【資料】統一志向的に発展を/広範な分野で協力へ
第1回南北首相会談合意書(要約・抜粋)
第一条 南と北は、六・一五共同宣言の「わが民族同士」の精神に従い、南北関係を相互尊重と信頼の関係へと転換させ、統一志向的に発展させるための措置を積極的に取ることにした。
―毎年六月十五日を民族共同の記念日とするため必要な措置を取る。
―来年の六・一五共同宣言八周年記念共同行事を当局と民間が参加しソウルで行う。
―南北関係を統一志向的に発展させるため、それぞれの法律、制度を整備していく問題を協議する。
―各分野の対話と接触を活性化し、両当局は南北国会会談を積極支援する。
第二条 南と北は、西海地域の平和と共同の利益のため「西海平和協力特別地帯」を設置することにした。
―平和水域と共同漁業区域の地域と範囲を互恵の精神に基づいて確定し、〇八年上半期中に共同漁業に着手する。
―十二月中に「西海平和協力特別地帯推進委員会」傘下の分科委員会で協議、解決する。
―海州地域に「経済協力特別区域(海州経済特区)」を建設し、開城公団との連携を通して漸次発展させていく。
―閣僚級を委員長とする「西海平和協力特別地帯推進委員会」を構成し、「西海平和協力特別地帯推進委員会の構成、運営に関する合意書」を採択した。
南と北は、「西海平和協力特別地帯推進委員会」第一回会議を十二月中に開城で開くことにした。

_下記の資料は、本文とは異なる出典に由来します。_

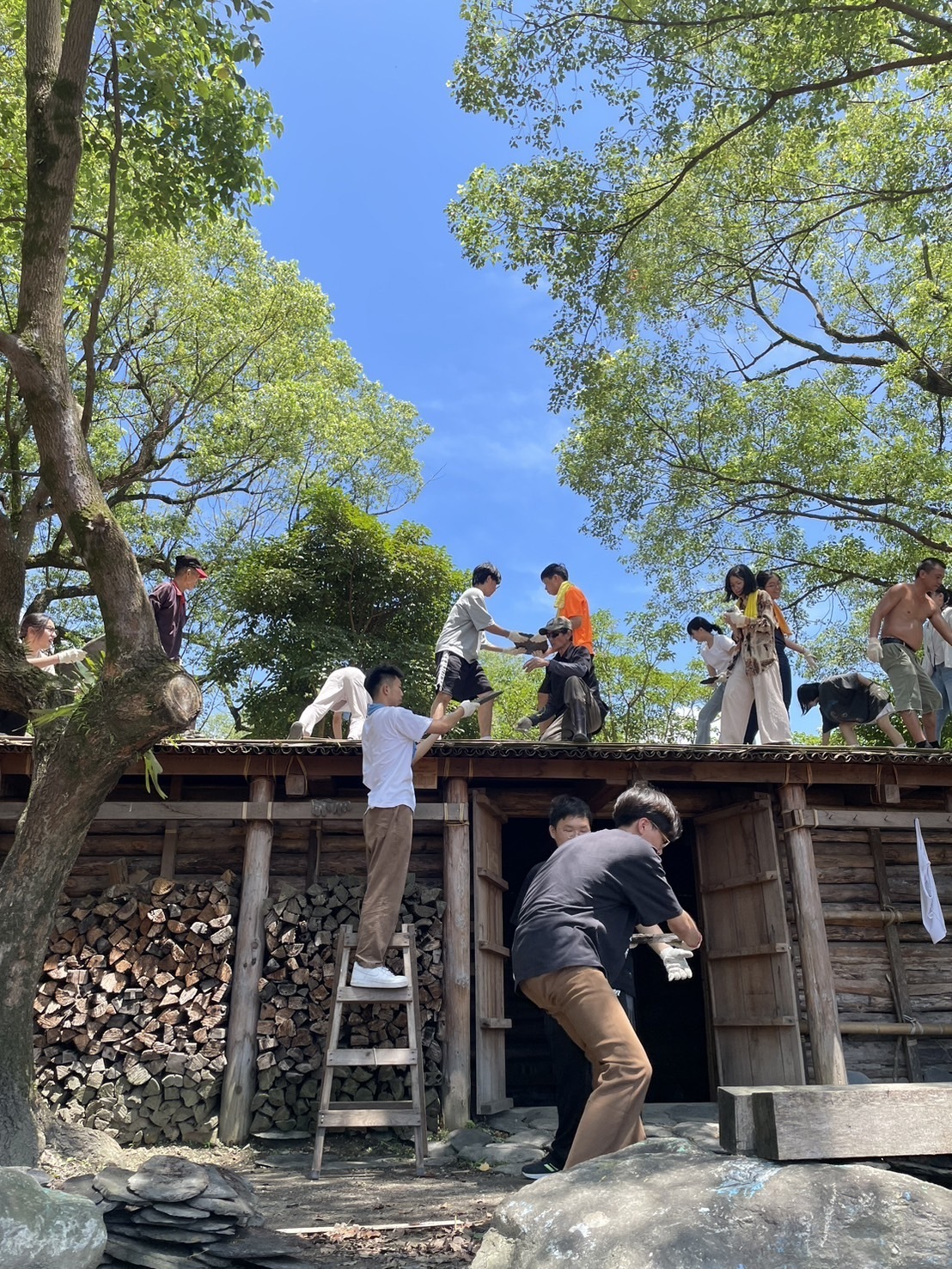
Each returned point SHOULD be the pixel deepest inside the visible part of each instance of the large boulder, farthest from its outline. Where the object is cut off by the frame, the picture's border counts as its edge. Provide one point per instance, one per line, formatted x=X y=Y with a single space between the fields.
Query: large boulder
x=667 y=1205
x=41 y=1229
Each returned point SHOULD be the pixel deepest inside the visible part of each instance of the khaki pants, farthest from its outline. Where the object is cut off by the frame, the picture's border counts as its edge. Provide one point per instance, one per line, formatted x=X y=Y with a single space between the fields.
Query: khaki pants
x=587 y=1009
x=766 y=692
x=388 y=834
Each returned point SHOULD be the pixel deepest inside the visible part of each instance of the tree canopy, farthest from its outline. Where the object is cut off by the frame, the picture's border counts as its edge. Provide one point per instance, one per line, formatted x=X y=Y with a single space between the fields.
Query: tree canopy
x=752 y=268
x=340 y=587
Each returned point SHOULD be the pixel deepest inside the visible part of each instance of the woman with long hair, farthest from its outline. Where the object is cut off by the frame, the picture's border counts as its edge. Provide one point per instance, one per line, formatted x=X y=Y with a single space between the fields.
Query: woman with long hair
x=755 y=678
x=717 y=651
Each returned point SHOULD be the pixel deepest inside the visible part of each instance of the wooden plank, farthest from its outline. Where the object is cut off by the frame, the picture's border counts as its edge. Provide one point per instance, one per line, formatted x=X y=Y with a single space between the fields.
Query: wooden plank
x=735 y=1117
x=898 y=975
x=301 y=811
x=867 y=819
x=739 y=882
x=819 y=986
x=856 y=1122
x=457 y=1090
x=492 y=878
x=753 y=998
x=491 y=955
x=240 y=1082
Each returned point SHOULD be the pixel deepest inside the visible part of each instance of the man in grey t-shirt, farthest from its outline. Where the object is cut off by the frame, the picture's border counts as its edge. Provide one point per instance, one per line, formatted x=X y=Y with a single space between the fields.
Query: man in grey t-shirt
x=460 y=676
x=571 y=938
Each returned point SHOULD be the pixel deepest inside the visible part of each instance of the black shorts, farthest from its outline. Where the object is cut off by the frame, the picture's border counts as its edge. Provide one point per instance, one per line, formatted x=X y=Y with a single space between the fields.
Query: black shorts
x=459 y=679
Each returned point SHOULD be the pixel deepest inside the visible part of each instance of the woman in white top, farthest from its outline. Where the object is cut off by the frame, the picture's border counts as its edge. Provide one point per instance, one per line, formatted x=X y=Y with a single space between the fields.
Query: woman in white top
x=937 y=660
x=717 y=651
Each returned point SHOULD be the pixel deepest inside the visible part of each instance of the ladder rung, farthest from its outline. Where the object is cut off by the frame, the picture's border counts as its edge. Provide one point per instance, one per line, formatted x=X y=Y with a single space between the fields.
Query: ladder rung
x=372 y=1056
x=376 y=995
x=369 y=1114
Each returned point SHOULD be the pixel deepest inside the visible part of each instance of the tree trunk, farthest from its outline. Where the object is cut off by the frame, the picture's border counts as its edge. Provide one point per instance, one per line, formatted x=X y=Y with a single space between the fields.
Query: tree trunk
x=74 y=773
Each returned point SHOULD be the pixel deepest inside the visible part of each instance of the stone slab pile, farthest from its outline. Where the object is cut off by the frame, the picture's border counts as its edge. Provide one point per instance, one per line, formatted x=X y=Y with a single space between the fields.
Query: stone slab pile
x=175 y=1215
x=296 y=987
x=131 y=1011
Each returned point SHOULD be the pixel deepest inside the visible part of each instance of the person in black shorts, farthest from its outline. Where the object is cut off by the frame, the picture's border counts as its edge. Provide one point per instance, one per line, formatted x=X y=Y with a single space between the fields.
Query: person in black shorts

第三条 南と北は、民族経済の均衡的発展と共同繁栄のための経済協力を積極的に推進することにした。
一.道路および鉄道分野の協力
―京義線道路と鉄道の共同利用と物流融通の活性化のため、〇八年から開城―ピョンヤン高速道路と開城―新義州鉄道の改・補修に着手し、現地調査を今年中に実施する。
―〇八年北京オリンピック大会での南北応援団の京義線列車利用のための鉄道補修を行う。
二.造船協力団地建設
―安辺地域に船舶ブロック工場の建設を〇八年の上半期内に着手し、段階的に船舶建造能力を拡大する。

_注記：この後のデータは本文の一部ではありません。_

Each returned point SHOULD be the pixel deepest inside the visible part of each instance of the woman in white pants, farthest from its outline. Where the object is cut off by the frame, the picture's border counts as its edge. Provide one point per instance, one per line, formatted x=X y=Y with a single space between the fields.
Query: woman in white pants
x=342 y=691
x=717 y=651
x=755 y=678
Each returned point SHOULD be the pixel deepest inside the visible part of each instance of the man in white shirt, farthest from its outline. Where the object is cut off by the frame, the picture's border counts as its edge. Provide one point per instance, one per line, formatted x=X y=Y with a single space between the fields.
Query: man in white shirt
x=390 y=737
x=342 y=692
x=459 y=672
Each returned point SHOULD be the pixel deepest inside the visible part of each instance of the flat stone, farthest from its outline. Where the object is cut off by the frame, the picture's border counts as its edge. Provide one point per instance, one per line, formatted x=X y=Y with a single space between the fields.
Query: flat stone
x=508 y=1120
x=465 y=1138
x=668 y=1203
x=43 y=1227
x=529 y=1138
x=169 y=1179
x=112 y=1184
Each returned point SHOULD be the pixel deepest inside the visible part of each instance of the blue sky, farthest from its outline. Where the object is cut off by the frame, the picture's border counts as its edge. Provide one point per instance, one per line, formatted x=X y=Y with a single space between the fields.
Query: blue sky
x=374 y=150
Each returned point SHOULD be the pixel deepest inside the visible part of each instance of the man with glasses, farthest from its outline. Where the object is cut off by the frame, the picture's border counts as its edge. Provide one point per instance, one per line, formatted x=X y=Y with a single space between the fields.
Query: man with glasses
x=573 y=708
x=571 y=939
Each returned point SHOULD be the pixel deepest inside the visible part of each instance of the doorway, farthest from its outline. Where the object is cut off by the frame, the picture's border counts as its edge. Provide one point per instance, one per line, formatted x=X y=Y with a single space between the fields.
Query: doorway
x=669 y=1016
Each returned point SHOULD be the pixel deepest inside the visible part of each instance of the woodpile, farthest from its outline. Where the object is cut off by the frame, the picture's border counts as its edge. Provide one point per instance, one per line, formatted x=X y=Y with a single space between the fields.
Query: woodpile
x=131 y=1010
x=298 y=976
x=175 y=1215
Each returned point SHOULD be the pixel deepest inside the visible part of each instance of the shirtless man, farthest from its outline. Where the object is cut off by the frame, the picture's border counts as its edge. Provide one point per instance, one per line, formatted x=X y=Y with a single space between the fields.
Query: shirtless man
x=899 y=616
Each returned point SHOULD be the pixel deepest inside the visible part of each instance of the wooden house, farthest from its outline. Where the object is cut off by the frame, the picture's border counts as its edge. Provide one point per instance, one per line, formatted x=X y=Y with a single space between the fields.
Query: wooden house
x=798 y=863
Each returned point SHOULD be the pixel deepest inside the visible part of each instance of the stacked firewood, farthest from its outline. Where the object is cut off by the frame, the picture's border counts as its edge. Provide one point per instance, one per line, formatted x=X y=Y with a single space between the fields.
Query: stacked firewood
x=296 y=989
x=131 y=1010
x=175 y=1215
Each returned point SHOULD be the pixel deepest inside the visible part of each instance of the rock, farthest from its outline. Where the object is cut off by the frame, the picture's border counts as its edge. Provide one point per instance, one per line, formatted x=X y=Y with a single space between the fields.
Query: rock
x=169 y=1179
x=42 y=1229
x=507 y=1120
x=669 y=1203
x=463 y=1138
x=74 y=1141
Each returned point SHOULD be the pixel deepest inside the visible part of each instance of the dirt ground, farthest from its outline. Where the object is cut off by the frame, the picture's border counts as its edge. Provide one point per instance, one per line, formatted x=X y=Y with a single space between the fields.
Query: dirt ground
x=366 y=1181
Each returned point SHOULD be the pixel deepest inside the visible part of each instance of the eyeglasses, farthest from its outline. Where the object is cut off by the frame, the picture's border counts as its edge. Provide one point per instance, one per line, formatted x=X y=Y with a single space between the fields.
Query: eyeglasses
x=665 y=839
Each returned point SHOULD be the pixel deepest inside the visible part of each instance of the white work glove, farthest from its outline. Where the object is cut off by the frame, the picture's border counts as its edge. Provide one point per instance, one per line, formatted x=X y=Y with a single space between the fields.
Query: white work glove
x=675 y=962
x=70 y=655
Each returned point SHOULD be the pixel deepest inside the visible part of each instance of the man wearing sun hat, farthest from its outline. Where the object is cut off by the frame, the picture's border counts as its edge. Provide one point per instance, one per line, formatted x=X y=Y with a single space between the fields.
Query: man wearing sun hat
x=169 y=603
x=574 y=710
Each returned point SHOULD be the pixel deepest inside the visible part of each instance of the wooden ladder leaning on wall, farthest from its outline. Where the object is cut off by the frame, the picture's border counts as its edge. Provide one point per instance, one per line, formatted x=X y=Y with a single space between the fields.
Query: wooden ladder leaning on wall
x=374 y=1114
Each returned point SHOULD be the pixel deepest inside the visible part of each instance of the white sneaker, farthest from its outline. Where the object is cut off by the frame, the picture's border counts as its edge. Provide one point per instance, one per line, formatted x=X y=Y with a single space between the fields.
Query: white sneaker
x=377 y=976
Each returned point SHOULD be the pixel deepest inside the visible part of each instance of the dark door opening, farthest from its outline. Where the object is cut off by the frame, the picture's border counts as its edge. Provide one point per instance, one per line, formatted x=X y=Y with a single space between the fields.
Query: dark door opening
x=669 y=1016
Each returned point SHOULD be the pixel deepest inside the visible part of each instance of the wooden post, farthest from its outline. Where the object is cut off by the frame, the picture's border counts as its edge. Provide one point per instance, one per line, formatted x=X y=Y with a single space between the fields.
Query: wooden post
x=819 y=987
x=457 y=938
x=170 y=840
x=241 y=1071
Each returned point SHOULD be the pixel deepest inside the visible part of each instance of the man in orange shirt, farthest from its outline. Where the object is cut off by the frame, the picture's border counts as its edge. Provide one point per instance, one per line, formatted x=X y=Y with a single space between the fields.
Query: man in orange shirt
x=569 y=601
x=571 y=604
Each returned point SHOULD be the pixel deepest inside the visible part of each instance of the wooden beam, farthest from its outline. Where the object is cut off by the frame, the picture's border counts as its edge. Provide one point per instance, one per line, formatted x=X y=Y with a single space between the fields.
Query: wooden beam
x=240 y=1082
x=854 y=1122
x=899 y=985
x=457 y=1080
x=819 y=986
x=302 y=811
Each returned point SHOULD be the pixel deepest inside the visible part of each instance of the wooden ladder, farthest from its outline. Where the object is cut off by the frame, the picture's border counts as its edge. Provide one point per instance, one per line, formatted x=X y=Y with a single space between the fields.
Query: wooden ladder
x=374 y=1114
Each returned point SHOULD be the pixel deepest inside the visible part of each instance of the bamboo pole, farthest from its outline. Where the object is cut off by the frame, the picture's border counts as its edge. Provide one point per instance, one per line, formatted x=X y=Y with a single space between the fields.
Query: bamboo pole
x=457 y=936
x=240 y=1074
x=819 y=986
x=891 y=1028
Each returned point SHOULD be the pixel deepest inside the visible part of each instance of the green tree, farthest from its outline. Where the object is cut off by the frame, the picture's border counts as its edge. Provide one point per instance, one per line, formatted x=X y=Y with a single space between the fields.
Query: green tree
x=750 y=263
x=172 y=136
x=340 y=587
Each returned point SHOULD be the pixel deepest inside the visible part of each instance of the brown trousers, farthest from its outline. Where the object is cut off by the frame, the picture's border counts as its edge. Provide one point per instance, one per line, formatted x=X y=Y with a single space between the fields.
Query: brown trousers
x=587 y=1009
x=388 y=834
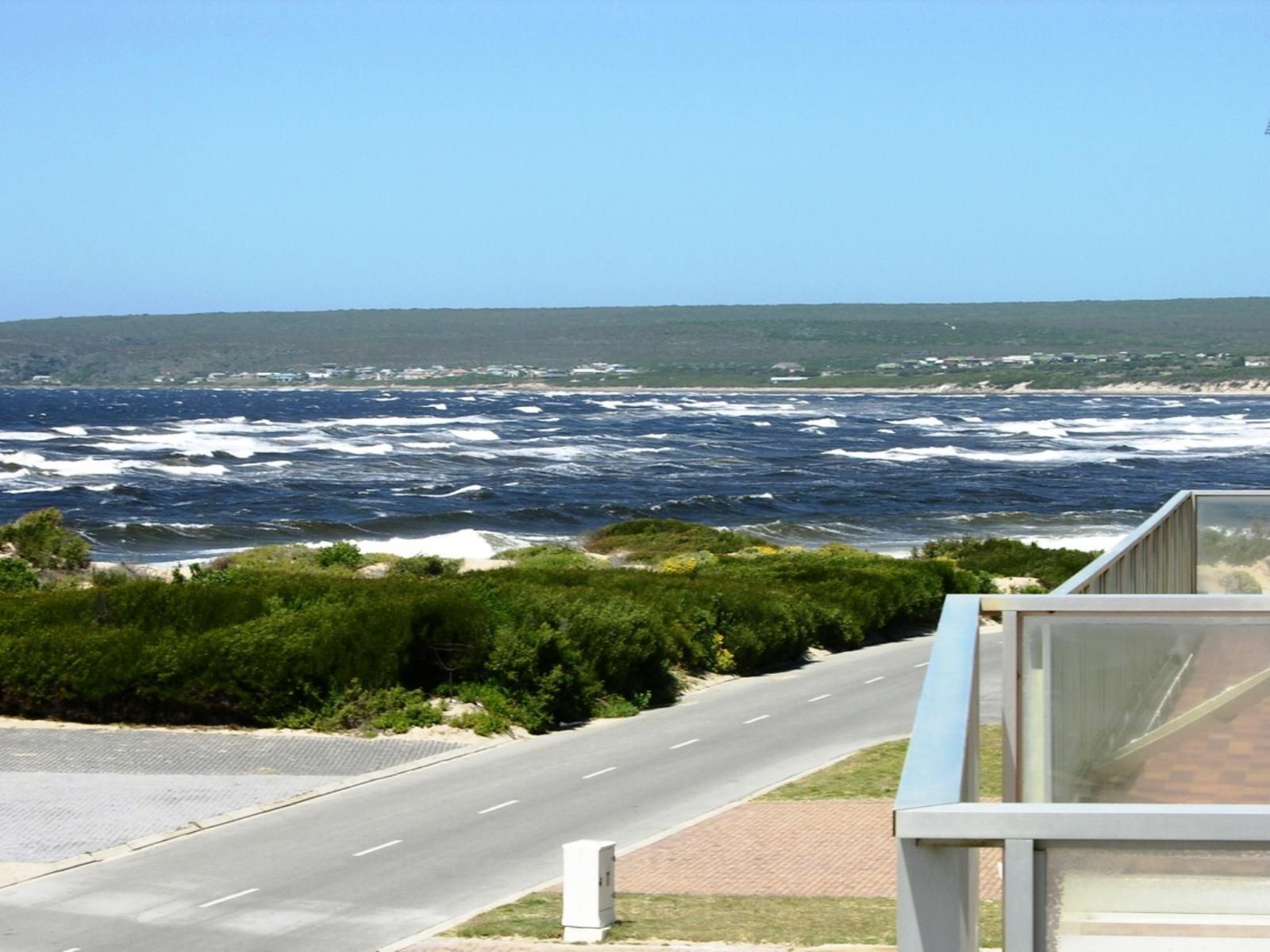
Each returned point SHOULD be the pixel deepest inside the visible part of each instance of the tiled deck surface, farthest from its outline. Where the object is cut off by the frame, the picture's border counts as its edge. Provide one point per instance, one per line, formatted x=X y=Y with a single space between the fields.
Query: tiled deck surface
x=1225 y=759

―「南北経済協力共同委員会」傘下に「南北造船および海運協力分科委員会」を構成、運営し、第一回会議を十二月中に釜山で開く。
三.開城公団建設
―開城公団活性化のために第一段階の建設を早期に完工し、第二段階の開発に必要な測量、地質調査を今年十二月中に進行し、来年中に第二段階の建設に着手する。
―十二月十一日からムンサン―鳳東間の鉄道貨物輸送に着手し、そのための板門駅臨時コンテナの野積み場と貨物作業場の建設、信号・通信・電力体系および鉄道連結区間の工事完成を送球に推進する。
四.資源開発、農業、保健医療など分野別協力
―合意した端川地区の鉱山投資など、地下資源開発協力と関連して第三回現地調査を十二月中に進め、〇八年上半期内に具体的な事業計画を協議、確定する。
―合意した農業分野の協力事業などを具体的に履行し、従事生産および加工施設、油田資源貯蔵庫建設などを今年中に着手する。
五.「南北経済協力共同委員会」構成、運営
―経済協力事業の円滑な推進のため、南北首相会談参加に副首相級を委員長とする「南北経済協力共同委員会」を構成し、「南北経済協力共同委員会の構成、運営に関する合意書」を採択した。
―「南北経済協力共同委員会」第一回会議を十二月四日から六日までソウルで開催する。
第四条 南と北は、歴史、言語、教育、文化芸術、科学技術、体育など、社会文化分野の交流と協力を発展させるための措置を講じることにした。
第五条 南と北は、民族の和解と団結をはかる見地から、人道主義分野での協力事業を積極的に推進することにした。
―十一月二十八日から三十日まで金剛山で第九回南北赤十字会談を開き、離散家族と親戚らの再会の拡大および常時再会、双方の代表らの金剛山面会所常駐、戦争期とそれ以後の消息がわからなくなった人らの問題などを協議する。
第六条 南と北は、自然災害が発生した場合、相互通報および被害拡大防止のための措置を迅速に講じ、同胞愛と相互扶助の原則で被害復旧などに積極的に協力することにした。
第七条 南と北は、南北首相会談を六か月に一度行い、第二回会談を二〇〇八年上半期にピョンヤンで開くことにした。